# Wisonsin Zenith L63 Series Carburetor



## peachfuzz

Can anyone out there tell me how to set the spring on the float in a Zenith L63 series carburetor? I pulled it apart a month ago, got the rebuild kit, and just totally forgot how the spring was set on the float before I took it apart. The manual doesn't detail how to orient the ends. Is it supposed to push down on the float or push up? Thanks in advance,

>pf<


----------



## guest2

From the diagram on pg2 of the zenith carb section in the TRA-10D/TR-10D manual it looks as if both "ears" of the spring face upward.


----------



## peachfuzz

I'll give that a try and see if it makes any sense.
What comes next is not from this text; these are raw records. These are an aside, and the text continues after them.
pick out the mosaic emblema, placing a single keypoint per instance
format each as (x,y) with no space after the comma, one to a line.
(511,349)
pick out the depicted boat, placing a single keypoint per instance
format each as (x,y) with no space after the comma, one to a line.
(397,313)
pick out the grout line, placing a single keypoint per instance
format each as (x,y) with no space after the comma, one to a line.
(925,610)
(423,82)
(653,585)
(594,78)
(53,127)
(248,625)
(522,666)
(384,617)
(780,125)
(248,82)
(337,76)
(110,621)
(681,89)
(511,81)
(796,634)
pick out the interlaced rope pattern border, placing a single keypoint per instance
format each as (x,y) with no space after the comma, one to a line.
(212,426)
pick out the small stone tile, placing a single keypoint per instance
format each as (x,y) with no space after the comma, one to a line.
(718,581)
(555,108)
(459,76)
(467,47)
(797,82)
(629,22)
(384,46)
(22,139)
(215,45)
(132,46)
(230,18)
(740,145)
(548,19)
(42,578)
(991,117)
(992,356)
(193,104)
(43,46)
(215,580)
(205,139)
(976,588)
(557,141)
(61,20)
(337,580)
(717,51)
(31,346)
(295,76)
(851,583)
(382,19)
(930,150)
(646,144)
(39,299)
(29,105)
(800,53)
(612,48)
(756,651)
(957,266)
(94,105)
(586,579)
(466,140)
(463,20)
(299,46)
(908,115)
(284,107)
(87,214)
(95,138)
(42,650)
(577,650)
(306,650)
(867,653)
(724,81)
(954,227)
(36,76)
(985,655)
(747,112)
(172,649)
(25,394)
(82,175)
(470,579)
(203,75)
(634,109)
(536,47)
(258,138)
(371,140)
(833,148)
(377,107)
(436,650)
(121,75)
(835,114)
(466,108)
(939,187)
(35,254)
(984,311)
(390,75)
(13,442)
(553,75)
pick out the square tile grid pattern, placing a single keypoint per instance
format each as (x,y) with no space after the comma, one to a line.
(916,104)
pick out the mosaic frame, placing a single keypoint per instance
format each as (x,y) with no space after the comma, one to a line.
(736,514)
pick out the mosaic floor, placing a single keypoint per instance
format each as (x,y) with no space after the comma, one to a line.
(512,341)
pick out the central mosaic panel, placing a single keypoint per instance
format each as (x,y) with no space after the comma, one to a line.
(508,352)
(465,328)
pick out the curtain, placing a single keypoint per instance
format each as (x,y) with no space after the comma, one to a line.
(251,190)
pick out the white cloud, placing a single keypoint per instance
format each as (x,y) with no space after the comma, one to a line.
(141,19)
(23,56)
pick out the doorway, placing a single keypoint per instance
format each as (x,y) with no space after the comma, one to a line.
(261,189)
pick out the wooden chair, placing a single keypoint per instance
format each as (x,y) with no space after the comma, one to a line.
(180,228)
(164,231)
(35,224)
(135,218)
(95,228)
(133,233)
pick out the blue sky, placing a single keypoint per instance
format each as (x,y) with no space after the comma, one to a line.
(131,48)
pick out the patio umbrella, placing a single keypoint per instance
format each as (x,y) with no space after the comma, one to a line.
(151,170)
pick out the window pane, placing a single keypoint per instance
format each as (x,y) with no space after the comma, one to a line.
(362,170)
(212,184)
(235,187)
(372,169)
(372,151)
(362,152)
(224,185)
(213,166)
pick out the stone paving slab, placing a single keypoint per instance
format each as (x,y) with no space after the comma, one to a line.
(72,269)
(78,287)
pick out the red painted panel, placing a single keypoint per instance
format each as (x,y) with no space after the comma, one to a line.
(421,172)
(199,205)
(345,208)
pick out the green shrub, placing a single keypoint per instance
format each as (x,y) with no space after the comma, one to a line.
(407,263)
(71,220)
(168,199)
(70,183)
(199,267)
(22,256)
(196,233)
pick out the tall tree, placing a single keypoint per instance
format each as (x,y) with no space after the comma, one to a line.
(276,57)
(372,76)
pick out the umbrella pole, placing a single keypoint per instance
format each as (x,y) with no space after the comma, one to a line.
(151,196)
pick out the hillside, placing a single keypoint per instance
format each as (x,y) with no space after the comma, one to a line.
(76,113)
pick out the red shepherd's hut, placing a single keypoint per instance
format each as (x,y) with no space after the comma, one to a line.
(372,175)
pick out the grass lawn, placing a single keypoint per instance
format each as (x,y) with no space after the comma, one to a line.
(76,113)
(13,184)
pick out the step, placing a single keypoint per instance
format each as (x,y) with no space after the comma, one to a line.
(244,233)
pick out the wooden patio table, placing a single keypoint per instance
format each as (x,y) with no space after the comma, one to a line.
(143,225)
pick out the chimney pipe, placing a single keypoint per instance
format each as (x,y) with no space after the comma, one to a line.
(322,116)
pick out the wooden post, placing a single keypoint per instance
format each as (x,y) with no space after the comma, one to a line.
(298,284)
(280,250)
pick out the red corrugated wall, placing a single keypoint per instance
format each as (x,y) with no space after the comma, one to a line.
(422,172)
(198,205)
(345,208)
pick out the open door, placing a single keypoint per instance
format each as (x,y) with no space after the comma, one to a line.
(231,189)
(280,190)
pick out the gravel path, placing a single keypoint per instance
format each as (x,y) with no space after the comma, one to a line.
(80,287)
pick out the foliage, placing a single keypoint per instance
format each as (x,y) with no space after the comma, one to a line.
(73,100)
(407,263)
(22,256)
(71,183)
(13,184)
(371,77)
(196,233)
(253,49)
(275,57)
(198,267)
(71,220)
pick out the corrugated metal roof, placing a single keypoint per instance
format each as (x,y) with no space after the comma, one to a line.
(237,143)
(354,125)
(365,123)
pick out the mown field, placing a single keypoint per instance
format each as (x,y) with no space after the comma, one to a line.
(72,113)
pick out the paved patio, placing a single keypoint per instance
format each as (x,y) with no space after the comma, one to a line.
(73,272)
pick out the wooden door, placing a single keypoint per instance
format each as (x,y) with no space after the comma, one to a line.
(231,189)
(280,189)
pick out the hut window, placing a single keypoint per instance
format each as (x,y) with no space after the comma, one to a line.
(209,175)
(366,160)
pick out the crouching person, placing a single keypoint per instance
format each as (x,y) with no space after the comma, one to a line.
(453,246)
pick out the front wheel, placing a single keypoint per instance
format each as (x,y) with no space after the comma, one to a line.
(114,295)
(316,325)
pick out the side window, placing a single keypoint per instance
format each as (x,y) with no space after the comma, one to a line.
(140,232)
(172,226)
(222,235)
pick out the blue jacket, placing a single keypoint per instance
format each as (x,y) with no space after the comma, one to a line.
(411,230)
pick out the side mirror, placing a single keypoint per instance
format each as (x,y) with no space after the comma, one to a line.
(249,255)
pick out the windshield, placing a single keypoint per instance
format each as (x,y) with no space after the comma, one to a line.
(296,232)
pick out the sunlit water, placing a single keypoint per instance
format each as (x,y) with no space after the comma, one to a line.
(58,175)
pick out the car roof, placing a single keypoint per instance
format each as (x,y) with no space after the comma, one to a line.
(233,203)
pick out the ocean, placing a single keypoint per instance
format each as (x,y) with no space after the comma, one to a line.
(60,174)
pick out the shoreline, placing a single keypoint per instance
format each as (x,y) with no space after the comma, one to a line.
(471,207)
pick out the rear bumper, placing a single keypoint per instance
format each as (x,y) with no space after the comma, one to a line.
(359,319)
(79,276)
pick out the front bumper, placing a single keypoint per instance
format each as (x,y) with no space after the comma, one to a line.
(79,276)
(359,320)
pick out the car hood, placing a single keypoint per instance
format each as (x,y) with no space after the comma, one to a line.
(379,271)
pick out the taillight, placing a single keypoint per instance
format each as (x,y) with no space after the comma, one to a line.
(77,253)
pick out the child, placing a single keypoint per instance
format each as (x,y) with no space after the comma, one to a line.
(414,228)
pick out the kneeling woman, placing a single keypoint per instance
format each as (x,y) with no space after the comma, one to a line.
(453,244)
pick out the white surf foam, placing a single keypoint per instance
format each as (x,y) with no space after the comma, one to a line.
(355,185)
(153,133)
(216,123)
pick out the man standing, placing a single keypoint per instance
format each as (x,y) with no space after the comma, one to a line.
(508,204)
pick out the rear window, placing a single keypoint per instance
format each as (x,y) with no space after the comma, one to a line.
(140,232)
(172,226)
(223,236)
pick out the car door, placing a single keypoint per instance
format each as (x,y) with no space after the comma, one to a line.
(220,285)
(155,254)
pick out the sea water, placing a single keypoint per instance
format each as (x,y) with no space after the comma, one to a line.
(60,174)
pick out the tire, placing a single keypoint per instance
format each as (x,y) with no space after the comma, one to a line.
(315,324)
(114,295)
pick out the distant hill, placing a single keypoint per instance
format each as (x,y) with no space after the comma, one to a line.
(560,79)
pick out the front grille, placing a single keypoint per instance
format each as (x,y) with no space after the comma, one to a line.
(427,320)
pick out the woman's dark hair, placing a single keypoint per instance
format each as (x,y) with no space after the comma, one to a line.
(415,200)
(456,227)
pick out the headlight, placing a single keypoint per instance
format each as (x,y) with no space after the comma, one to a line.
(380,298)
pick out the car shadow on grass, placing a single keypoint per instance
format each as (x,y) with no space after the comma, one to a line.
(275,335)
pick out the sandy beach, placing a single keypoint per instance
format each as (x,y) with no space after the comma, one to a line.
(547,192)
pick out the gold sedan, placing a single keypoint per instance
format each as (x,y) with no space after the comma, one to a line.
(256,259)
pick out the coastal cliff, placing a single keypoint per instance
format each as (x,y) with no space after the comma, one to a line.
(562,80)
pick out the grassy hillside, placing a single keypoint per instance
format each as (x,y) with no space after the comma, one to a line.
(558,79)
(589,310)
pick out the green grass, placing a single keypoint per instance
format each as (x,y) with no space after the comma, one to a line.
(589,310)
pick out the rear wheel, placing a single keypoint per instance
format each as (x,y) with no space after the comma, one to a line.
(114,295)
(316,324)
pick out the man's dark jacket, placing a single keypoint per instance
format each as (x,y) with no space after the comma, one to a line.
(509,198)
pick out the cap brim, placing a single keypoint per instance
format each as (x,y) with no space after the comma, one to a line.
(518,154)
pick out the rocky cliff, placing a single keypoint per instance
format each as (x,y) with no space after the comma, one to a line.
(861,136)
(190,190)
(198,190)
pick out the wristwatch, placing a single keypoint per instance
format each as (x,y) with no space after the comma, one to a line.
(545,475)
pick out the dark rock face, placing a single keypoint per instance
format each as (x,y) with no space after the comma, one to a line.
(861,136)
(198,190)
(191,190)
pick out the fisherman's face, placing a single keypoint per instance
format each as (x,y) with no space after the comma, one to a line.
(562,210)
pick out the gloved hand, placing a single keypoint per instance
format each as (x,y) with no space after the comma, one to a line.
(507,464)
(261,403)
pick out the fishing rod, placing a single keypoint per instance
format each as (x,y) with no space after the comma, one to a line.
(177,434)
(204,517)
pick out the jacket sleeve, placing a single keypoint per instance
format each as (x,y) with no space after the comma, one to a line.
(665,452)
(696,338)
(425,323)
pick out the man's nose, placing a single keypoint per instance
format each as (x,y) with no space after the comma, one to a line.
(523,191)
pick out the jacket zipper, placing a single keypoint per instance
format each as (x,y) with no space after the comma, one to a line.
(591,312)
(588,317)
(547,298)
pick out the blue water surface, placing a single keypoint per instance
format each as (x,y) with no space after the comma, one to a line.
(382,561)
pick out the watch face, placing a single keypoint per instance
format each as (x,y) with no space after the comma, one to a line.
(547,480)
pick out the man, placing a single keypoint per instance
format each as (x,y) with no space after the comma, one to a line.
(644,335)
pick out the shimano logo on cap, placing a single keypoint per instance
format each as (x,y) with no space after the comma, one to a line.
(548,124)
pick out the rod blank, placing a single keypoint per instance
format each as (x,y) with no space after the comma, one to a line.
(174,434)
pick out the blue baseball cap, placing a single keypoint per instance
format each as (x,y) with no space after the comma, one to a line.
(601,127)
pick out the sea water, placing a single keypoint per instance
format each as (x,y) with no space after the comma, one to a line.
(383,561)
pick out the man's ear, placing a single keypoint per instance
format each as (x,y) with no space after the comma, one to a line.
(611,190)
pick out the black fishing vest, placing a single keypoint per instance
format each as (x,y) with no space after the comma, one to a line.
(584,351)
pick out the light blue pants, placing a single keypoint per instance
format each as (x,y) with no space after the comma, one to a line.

Thanks,

>pf<


----------



## guest2

pf

Let me know how you make out. I guess I could open a carb and take a look.


----------



## peachfuzz

I looked at my Tecumseh tech book which is much more detailed, and in those carbs the spring applies force upward on the float - so I guess it only makes sense to try to configure the Zenith to do the same thing. I think it makes sense - if the spring were forcing the float down, I think the engine would flood out. I think the purpose of the spring is to counter the actual weight of the float, allowing the true liquid level to determine the float's position based on the float setting specification. It is the liquid level in the bowl that is critical and determines how the engine will run at high speed and how it will idle. 

I'll let you know how I make out. Thanks for your help,

>pf<


----------